MENTZ v. SCHIEREN et al.
    (Supreme Court, Appellate Term.
    October, 1901.)
    1. Action for Personal Injury—Evidence—Presumption from Injury.
    Where a pedestrian was struck and injured by an iron guard, which fell from one of defendant’s windows, negligence will be presumed on defendant’s part.
    3. Same—Insufficient Rebuttal of Presumption.
    Where, in an action by a pedestrian for injuries received by an iron guard which fell from defendant’s window, the employe of a window cleaning company testified that, as he was on the ladder taking the screws out, the guard hit him, the presumption of defendant’s negligence-is not rebutted, since it was not shown whether the guard fell from insecure fastenings or from the removal of the screws.
    Appeal from municipal court, borough of Manhattan, Second district.
    
      __ Action by Robert Mentz against Charles A. Schieren and others. From a judgment in favor of the plaintiff, the defendants appeal.
    Affirmed.
    Argued before McADAM, P. J., and MacLEAN and SCOTT, JJ.
    Nadal, Smyth & Carrere for appellants.
    Louis Jersawitz, for respondent.
   MacLEAN, J.

While walking on Ferry street, a public way, the plaintiff was struck and injured by an iron guard that fell from one of the windows of the premises occupied by the defendants. Under such circumstances, proof of the fact raised the presumption of negligence sufficient to call for an explanation. Volkmar v. Railway Co., 134 N. Y. 418, 420, 31 N. E. 870, 30 Am. St. Rep. 678. The explanation offered by the defendants was inadequate to rebut the presumption.

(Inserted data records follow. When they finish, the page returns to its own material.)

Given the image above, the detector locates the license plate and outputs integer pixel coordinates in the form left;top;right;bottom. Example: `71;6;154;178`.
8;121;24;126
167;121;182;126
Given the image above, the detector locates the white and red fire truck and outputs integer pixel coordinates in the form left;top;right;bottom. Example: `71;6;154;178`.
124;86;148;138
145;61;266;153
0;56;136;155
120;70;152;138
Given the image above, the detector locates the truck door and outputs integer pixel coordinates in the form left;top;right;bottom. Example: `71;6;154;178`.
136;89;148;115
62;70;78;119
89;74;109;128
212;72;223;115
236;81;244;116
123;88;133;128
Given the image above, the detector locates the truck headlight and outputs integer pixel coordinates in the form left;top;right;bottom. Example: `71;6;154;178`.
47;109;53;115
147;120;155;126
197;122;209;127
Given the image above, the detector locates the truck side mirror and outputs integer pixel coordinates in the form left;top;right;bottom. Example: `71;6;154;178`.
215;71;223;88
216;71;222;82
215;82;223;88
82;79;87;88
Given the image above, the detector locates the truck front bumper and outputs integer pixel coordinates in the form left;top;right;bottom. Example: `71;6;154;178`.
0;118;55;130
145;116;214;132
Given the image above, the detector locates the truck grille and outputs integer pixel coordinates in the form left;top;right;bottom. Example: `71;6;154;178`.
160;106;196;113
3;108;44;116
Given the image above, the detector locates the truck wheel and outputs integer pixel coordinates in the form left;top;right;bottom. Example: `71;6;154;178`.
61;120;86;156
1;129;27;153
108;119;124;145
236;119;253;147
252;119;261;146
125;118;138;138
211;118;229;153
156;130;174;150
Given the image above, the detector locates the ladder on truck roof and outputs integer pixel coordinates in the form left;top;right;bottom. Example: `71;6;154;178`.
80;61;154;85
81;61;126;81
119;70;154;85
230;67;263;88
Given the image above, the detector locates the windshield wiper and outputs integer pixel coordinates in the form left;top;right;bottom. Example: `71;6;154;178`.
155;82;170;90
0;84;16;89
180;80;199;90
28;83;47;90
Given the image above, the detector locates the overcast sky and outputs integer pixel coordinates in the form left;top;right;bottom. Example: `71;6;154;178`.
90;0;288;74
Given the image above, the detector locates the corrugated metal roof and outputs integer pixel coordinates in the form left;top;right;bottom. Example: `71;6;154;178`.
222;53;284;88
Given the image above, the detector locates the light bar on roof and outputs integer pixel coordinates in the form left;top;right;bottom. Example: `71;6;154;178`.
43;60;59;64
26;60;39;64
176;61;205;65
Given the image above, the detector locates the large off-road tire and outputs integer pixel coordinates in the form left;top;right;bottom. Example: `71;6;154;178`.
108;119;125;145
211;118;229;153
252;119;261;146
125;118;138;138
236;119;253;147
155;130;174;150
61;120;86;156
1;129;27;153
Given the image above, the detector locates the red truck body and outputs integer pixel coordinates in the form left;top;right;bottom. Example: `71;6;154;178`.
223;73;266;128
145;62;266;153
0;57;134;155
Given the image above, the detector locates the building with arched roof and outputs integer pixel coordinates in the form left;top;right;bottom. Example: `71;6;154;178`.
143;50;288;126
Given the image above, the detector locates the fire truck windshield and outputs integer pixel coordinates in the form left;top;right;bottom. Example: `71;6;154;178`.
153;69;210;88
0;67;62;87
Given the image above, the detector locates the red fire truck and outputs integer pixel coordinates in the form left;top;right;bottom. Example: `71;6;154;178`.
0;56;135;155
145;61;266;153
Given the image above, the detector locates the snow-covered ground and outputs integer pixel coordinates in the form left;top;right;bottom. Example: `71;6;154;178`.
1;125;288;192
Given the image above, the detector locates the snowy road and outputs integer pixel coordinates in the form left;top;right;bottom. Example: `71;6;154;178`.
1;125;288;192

It was an order to a window cleaning company to send some one to clean their windows, and the appearance and work of the latter’s employé, who upon the trial testified, “As I started to clean the first window the first time I was there, I was up on the ladder taking the screws out, and I reached over to take the screws out, the thing hit me on the nose firstbut whether it fell in consequence of his removal of the screws or some of them, or in consequence of insecure fastenings, which gave out while he was in the act of reaching over to take out the screws, and before he had touched the guard, does not appear. The burden imposed upon the defendants not having been removed, the cause was properly submitted,to the jury. The requests for instructions to the jury not charged by the court were properly denied, as they were not strictly applicable to the evidence adduced.

Judgment affirmed, with costs. All concur.